Agroforestry Projects

The Wilder Institute, extending an initiative of Spanish NGO Amigos de la Tierra, is advancing a self-sustaining reforestation project, through the development of a permaculture nursery devoted to native forest hardwoods. The project goals are to:

  • reintroduce vanishing species
  • create wildlife corridors around cultivated areas
  • generate viable economic alternatives to slash-and-burn farming and tree poaching
  • reverse regional desertification trends by extending the cloud forest to trap more moisture.

The initiative integrates locally-managed nurseries with agritourism, local resource trade and skills development, educational outreach, innovative crops, and expanded plantings of natural building materials.

Currently Nicaragua loses three percent of its forest each year. Centuries of deforestation and reckless cattle grazing have dried Ometepe's ten-month rainy season to merely six. Peasant farmers have scraped through a catastrophic economic climate by clearing vast tracts of biodiverse forest and planting subsistence rice, beans, and corn, with small plantain and coffee export crops for export. Wildlife, such as iguanas, armadillos and birds, have been hunted nearly to extinction. Except on the highest volcanic slopes, the great hardwoods have largely vanished and the ecosystem faces collapse.

In March 2004 the Carlos Diaz Cooperative (Finca Magdalena), along with our international team of permaculture designers, started the first in a series of locally-managed organic permaculture-style nurseries in Central America. Here, locals are trained in propagation of and care for fruit and nut trees, bamboos, palms, shrubs, as well as timber and reforestation stock.

Strategies are as follows:

  • To create local tree nurseries to provide for reforestation efforts on the island and surrounding mainland. The remaining cloud forest offers a site where rare local hardwood seeds may be collected in abundance. A nursery creates value-added tree stock for other local reforestation efforts. Once the nursery is established, we can target these groups as clients, offering services in project consultation, delivery, and planting of the trees.

  • A seed bank of the best native plant genetics on the island will be established and maintained.

  • The development of woodlots throughout the island, on large as well as small holdings, to counteract forest tree poaching.

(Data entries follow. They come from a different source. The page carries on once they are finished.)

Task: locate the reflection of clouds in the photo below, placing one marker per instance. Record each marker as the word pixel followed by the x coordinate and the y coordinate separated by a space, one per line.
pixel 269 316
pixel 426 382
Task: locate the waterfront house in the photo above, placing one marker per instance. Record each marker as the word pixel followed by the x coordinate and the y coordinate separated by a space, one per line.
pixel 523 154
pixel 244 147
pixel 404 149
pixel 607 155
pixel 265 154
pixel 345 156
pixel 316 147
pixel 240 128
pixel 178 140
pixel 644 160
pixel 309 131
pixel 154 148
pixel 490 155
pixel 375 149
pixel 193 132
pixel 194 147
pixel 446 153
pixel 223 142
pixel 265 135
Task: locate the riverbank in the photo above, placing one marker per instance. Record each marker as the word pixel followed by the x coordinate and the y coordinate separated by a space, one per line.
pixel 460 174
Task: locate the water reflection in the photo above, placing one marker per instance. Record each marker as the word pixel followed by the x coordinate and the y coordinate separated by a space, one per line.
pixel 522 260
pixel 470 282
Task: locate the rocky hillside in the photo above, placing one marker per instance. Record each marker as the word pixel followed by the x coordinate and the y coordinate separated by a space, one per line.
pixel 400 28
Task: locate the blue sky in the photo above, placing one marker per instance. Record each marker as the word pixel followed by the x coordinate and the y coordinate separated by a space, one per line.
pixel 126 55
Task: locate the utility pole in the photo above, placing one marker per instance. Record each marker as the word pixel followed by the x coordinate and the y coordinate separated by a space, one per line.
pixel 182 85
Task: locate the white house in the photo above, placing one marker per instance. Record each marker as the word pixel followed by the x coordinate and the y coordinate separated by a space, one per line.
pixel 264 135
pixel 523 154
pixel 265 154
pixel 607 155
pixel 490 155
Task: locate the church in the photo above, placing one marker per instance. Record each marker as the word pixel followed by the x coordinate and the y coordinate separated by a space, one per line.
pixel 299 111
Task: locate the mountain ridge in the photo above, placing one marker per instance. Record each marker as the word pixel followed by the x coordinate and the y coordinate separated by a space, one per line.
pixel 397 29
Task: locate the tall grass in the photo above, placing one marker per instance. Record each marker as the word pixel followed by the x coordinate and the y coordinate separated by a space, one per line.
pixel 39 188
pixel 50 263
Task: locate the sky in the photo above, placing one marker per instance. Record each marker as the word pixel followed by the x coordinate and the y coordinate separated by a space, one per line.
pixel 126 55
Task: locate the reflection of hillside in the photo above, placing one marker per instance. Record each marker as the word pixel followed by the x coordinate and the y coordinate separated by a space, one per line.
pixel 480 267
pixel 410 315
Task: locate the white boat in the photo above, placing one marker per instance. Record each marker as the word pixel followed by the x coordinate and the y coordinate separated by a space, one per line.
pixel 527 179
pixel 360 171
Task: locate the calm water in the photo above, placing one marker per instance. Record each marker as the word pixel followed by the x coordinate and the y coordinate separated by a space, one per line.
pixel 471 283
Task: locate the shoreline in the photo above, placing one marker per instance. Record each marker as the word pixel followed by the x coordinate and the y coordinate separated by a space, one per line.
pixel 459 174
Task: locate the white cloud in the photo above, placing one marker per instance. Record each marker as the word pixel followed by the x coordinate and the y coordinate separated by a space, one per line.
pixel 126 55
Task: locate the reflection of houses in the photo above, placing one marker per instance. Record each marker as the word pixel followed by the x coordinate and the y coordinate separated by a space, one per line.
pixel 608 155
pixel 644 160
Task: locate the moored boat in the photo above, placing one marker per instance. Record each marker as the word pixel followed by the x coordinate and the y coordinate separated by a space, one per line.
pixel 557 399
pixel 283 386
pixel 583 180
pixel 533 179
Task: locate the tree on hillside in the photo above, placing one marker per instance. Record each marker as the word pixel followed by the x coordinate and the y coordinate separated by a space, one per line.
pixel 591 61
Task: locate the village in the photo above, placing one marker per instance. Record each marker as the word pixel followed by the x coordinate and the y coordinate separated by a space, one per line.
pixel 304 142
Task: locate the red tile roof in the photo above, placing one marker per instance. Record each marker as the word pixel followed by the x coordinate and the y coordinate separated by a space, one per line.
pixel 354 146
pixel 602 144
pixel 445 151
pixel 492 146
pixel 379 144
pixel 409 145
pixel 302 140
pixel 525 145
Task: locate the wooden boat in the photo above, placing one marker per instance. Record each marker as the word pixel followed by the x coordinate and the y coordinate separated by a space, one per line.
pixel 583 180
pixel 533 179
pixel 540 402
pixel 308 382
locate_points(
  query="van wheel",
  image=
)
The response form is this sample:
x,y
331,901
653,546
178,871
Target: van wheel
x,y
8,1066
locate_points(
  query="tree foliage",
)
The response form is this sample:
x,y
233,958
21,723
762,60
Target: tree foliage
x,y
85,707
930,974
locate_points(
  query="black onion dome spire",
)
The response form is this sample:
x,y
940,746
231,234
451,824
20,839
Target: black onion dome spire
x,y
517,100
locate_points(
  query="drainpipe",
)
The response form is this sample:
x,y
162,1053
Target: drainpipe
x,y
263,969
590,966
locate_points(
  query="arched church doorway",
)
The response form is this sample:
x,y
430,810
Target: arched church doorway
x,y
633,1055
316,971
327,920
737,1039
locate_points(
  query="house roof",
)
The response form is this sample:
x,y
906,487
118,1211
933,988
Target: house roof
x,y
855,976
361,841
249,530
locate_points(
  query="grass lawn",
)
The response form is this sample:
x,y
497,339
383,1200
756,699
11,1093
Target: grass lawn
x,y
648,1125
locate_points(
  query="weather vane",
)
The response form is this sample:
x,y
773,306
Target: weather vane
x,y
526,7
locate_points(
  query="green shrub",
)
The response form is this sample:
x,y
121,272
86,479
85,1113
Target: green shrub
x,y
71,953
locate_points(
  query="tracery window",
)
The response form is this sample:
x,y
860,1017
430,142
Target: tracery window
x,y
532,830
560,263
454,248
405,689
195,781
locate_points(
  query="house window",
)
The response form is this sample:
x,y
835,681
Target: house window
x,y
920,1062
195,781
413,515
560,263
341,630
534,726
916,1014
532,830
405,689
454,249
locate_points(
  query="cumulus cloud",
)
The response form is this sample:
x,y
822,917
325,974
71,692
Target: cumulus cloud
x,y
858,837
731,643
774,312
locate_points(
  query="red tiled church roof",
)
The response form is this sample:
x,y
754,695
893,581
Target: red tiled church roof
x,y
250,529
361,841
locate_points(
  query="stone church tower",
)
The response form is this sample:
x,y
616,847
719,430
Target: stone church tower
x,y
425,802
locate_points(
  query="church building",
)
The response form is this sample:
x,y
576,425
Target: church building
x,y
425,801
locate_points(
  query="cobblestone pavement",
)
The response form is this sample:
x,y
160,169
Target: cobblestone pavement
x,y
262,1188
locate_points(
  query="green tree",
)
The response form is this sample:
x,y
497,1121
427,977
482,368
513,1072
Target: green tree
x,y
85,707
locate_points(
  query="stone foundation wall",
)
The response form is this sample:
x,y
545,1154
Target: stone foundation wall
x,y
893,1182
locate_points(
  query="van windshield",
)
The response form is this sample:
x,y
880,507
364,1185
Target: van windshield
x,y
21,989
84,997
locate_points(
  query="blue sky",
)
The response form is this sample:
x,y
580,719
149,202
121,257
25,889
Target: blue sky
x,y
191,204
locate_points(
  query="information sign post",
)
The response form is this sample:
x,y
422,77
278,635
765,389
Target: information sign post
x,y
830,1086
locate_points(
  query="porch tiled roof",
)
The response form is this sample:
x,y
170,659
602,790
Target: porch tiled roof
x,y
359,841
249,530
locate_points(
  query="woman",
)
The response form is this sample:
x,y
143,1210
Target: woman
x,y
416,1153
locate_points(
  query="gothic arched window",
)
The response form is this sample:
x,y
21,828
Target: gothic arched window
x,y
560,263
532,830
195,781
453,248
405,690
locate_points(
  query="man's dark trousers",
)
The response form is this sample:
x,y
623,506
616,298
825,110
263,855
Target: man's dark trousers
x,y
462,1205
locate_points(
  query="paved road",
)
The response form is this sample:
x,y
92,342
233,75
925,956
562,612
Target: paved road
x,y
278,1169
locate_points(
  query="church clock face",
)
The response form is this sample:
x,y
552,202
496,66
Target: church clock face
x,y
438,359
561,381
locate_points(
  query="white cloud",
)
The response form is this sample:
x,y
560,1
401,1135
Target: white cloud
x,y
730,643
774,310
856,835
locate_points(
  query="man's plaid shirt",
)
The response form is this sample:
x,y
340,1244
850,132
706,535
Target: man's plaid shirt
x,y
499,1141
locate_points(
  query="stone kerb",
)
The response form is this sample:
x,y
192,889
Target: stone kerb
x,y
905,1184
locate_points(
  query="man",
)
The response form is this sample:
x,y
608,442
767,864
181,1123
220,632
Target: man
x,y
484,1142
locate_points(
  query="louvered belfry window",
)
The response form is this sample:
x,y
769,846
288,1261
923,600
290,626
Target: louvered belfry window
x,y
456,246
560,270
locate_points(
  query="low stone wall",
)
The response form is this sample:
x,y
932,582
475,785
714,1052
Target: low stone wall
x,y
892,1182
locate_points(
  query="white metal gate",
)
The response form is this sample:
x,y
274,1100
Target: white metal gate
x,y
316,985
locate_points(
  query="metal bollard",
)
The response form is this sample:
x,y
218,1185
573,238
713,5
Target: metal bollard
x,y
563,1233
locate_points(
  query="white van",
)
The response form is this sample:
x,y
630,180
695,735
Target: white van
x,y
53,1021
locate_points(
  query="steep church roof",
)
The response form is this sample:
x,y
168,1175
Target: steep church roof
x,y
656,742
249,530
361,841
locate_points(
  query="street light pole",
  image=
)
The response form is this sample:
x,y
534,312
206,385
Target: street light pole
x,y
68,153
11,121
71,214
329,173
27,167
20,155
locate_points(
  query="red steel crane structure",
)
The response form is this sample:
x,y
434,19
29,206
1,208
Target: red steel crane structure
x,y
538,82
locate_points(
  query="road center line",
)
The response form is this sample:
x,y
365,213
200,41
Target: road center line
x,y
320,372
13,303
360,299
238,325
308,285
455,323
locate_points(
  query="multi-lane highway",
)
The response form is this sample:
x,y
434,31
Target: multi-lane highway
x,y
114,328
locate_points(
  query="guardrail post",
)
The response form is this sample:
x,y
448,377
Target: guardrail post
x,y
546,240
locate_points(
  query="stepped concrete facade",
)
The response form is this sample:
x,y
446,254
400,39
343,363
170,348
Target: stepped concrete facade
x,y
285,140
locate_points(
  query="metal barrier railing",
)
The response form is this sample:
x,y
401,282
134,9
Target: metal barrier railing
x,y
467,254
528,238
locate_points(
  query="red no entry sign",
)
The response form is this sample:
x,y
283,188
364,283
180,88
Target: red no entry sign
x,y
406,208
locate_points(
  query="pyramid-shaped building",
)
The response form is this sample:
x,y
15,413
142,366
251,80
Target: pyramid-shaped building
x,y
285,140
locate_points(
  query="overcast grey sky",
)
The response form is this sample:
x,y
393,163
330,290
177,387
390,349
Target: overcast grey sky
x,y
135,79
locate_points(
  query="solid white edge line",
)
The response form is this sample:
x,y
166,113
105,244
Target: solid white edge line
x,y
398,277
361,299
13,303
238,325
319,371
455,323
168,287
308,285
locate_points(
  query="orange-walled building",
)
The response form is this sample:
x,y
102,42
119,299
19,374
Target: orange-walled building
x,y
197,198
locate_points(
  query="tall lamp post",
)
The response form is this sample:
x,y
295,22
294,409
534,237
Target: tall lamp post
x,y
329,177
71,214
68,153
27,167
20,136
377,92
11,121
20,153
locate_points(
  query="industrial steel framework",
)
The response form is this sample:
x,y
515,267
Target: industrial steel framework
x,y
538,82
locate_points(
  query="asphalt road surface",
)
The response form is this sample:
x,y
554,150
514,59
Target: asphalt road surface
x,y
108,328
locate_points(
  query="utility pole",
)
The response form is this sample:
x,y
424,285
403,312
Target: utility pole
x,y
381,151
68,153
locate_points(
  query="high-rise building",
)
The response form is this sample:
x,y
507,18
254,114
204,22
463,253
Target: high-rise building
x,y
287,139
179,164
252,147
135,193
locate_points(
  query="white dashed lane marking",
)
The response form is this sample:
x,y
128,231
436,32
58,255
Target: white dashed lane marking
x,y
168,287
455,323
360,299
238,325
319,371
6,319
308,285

  • Alternative construction materials will be encouraged and introduced. We will provide training in cultivation, management and construction techniques, using Native and noninvasive bamboos for multiple construction uses, Musaceae (Banana Family broadleafs) and palms for thatch, fiber plants, and many others.

  • Appropriate companion planting species will be identified, studied and propagated so as to accelerate natural succession and ensure forest diversity. Proven techniques from permaculture "guild" strategies will be used to provide optimum growing conditions for establishment of key forest species.

  • Fruit tree orchards and diverse understory crops will be developed as additional cash crops and nutrition sources.

  • The Project already relies on a broad network of international and local organizations working in the area. The pilot nursery project with the 27-family organic coffee-producing Carlos Diaz Cooperative has generated great enthusiasm, and has proven instrumental to a one-year Reforestation and Economic Vitalization endeavor by the Nicaraguan Ministry of the Environment and Natural Resources (MARENA) and the Spanish NGO Amigos de la Tierra. We receive consulting and forestry management field support from Swiss development agency Interteam. Our training and community outreach programs are coordinated through Project Bona Fide, a locally-respected community development permaculture initiative.

  • Education and Training components of the above, through community workshops and certificated bilingual Permaculture Design Courses, taught by our team of internationally renowned experts.